Absennya Perspektif Korban dalam Penulisan Ulang Sejarah Indonesia
Tahun ini, pemerintah memiliki agenda menulis ulang sejarah Indonesia. Proyek ini ditargetkan selesai pada Agustus 2025, bertepatan dengan HUT NKRI ke-80. Namun, dalam sebuah wawancara yang dipimpin Redaksi IDN Times, yaitu Uni Lubis dengan Menteri Kebudayaan, Fadli Zon, luka 27 tahun lalu itu kembali tersayat.
Alih-alih mempertanyakan bagaimana perlindungan korban kekerasan berbasis gender dan seksual, ia malah mengatakan jika pemerkosaan massal tahun 1998 itu sebatas rumor, bukan fakta. Alasannya karena tidak ada bukti kalau peristiwa itu benar-benar terjadi.
Pernyataan ini dapat dilihat di channel Youtube IDN Times. Publik pun geram. Banyak pihak yang mengecam. Media sosial gaduh. Meski pada akhirnya statement tersebut diklarifikasi, tetap saja publik melihat adanya upaya pelenyapan sebuah fakta.

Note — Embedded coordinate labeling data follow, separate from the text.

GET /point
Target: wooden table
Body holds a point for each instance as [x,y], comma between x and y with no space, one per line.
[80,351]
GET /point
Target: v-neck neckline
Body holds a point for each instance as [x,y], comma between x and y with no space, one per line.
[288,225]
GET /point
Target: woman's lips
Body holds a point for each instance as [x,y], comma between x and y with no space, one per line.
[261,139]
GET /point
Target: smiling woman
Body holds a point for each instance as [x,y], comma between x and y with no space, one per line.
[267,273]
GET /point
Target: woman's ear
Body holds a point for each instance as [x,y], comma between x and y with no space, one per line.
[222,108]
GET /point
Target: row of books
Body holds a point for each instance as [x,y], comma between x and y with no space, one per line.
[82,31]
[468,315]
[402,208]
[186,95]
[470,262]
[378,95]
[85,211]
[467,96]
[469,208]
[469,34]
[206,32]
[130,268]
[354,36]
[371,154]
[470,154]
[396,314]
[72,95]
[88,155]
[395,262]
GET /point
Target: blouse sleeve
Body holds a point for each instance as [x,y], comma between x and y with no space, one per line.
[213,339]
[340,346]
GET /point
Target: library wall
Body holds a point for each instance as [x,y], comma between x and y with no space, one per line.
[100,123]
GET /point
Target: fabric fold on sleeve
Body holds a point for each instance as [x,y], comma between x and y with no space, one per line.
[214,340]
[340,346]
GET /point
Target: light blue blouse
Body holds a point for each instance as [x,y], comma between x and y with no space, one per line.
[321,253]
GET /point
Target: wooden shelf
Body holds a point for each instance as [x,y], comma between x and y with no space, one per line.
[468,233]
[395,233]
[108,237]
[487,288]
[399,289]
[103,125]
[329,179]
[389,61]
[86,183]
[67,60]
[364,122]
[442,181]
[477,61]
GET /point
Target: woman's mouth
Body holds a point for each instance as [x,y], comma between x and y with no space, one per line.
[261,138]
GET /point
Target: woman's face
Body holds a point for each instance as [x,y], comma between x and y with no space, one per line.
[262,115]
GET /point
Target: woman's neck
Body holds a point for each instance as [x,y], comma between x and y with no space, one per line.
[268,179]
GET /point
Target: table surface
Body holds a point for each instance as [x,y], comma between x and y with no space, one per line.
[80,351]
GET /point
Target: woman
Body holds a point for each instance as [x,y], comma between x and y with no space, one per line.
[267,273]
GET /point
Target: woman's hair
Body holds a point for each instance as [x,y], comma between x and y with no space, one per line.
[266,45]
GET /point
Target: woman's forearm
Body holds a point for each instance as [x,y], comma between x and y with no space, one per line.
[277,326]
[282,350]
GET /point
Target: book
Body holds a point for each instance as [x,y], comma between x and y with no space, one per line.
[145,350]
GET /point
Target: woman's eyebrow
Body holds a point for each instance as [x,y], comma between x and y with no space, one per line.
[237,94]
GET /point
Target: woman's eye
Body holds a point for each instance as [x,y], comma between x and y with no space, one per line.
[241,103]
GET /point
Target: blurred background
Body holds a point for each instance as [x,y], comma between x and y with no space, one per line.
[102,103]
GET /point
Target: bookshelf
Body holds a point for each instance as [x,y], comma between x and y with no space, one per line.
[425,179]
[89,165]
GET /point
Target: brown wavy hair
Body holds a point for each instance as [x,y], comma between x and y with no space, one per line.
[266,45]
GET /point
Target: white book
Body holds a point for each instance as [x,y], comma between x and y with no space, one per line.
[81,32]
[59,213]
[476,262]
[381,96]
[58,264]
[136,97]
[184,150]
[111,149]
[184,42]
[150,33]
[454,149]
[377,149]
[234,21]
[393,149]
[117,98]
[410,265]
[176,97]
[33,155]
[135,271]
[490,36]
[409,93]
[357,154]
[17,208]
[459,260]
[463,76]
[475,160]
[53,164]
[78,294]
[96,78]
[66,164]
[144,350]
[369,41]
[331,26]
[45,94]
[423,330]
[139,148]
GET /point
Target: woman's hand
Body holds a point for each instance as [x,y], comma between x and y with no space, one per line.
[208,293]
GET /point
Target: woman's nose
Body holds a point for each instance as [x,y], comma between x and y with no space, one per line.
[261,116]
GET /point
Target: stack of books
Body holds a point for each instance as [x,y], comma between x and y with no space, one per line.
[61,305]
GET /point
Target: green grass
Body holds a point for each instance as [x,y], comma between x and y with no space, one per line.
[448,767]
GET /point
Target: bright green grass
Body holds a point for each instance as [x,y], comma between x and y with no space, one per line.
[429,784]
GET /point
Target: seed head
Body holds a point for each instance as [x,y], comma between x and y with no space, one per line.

Apalagi dalam klarifikasinya, Fadli Zon menyebut jika sebenarnya ia mengakui peristiwa itu terjadi, namun tidak setuju dengan diksi ‘massal’. Sontak publik kian bertanya-tanya, mengapa sedikit banyaknya angka yang merujuk terhadap jumlah korban, pada akhirnya menjadi alat negara untuk terus menyangkal?
Terlebih perlindungan terhadap korban kekerasan berbasis gender dan seksual masih jauh dari agenda prioritas negara. Sampai detik ini, pengalaman para korban tidak benar-benar diakui. Trauma mereka belum kunjung pulih.
Padahal setidaknya dengan mengabadikan kisah pemerkosaan massal Mei 1998 ke dalam proyek penulisan ulang sejarah Indonesia, negara mengakui pengalaman korban, sehingga negara wajib hadir memenuhi hak warganya.
Sayangnya, negara selalu berusaha menyela fakta. Barangkali jalan satu-satunya untuk mengakui keberadaan para korban ini hanya lewat fiksi. Dengan begitu, kebenaran itu akan terus mengudara.